Woe unto you, scribes and Pharisees, hypocrites! because you build the tombs of the prophets, and adorn the sepulchers of the righteous,
All Commentaries on Matthew 23:29 Go To Matthew 23
Cornelius a Lapide
AD 1637
Woe unto you . . . because ye build; Vulg. who build, the combs, &c. For although this was in itself a holy and religious thing, yet in the Scribes it was vicious and wicked. S. Chrysostom gives three reasons—1st. He says Christ does not blame the work, but the intention. They did it for pomp. But as regards pomp, what does it profit them to be praised when they are not, and to be tormented when they are in hell? 2d. Because, without reason, he honours the just, who despises justice; and the Saints cannot be the friends of those to whom God is an enemy3d. Because the martyrs take no pleasure in being honoured with money which has caused the poor to weep. For the Scribes exacted money from the poor, that they might build with it magnificent monuments to the Prophets, or rather for their own glory. And4th, and principally, Christ here blames the Scribes for building monuments to the Prophets, because at the very time they did it, they were thinking how they might kill other and greater prophets, such as Christ Himself and His disciples. And this was why they seemed to imitate the murders and the sacrileges of their fathers, and to give an implied consent to them. As though He had said, "Ye bury the prophets who were slain by your fathers; and ye have a like desire to kill and bury Me.

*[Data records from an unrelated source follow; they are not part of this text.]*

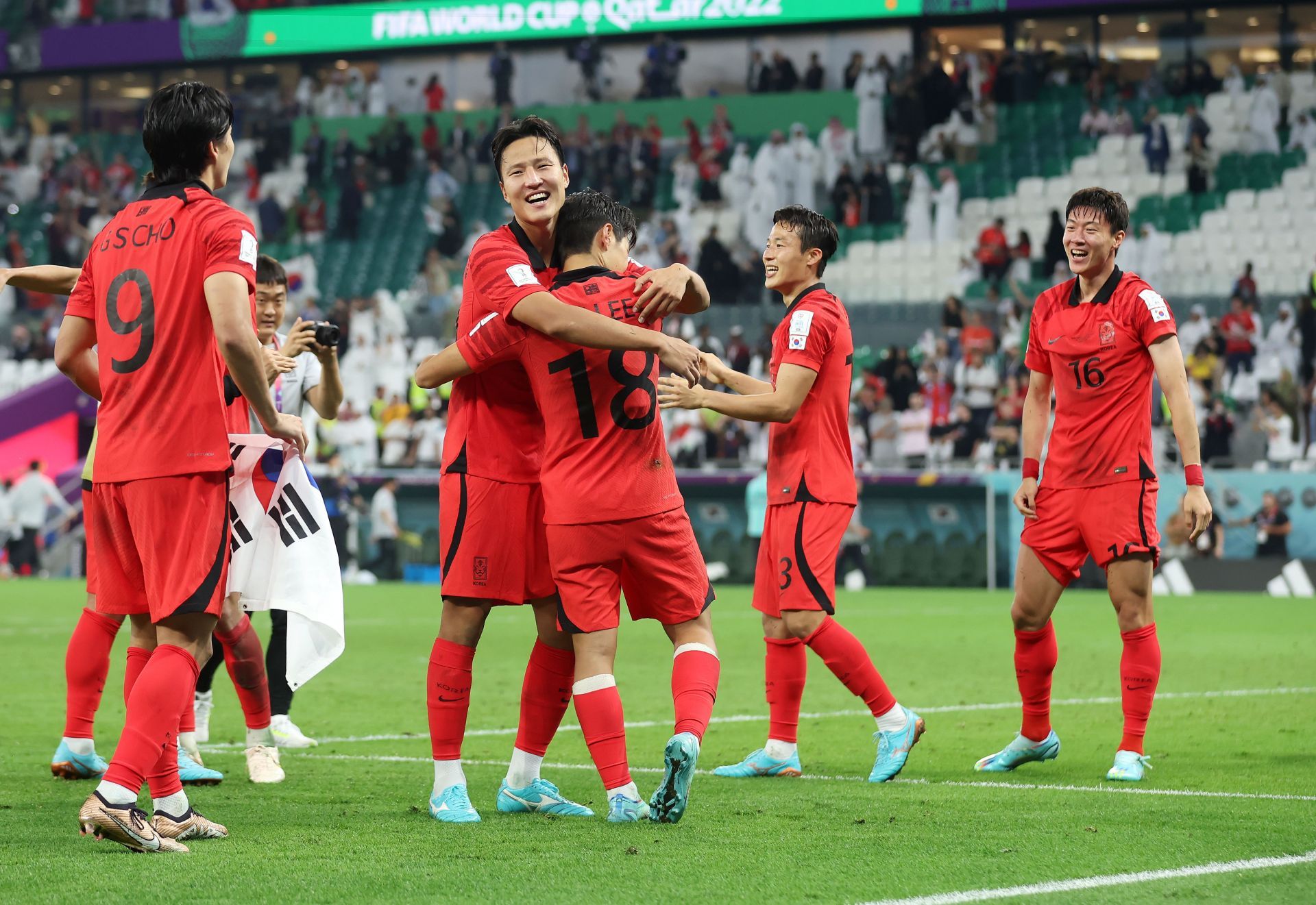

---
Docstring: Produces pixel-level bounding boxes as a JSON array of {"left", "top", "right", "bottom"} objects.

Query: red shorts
[
  {"left": 83, "top": 480, "right": 96, "bottom": 595},
  {"left": 87, "top": 471, "right": 229, "bottom": 622},
  {"left": 438, "top": 473, "right": 554, "bottom": 604},
  {"left": 548, "top": 508, "right": 714, "bottom": 634},
  {"left": 1020, "top": 480, "right": 1160, "bottom": 584},
  {"left": 754, "top": 502, "right": 854, "bottom": 617}
]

Rightly, therefore, do ye bury the Prophets whom your fathers slew; just as the sons of robbers bury those whom their fathers have murdered, that they may conceal the crime." So Origen, S. Jerome, and others.
By adding the word hypocrites, He intimates that they built the tombs of the Prophets, not from true, but merely pretended piety, that they might hide their own wickedness; and that they might appear religious defenders of the law, and that it was out of zeal for righteousness that they persecuted Christ unto the death, as though He were a breaker and an enemy of the law. And herein was a twofold wickedness. First, the compassing the death of Christ; secondly, hypocrisy, because of the pretence that they did it in order to vindicate the law. Somewhat similarly, when the Emperor Caracalla had slain his brother Geta upon his mother"s bosom, being persuaded by his servants to enrol his brother among the gods, with the object of veiling the crime, cried, "Let him be a god if you please, so long as he is not alive." Thus the Scribes did not wish Christ and the Prophets to live, lest they should reprove their evil deeds. They preferred to kill them, and to cover the crime by building them magnificent sepulchres. Wherefore, Auctor Imperfecti says, "The Jews always held departed Saints in honour, and despised and persecuted living ones." There are persons who act in a like manner among Christians even now.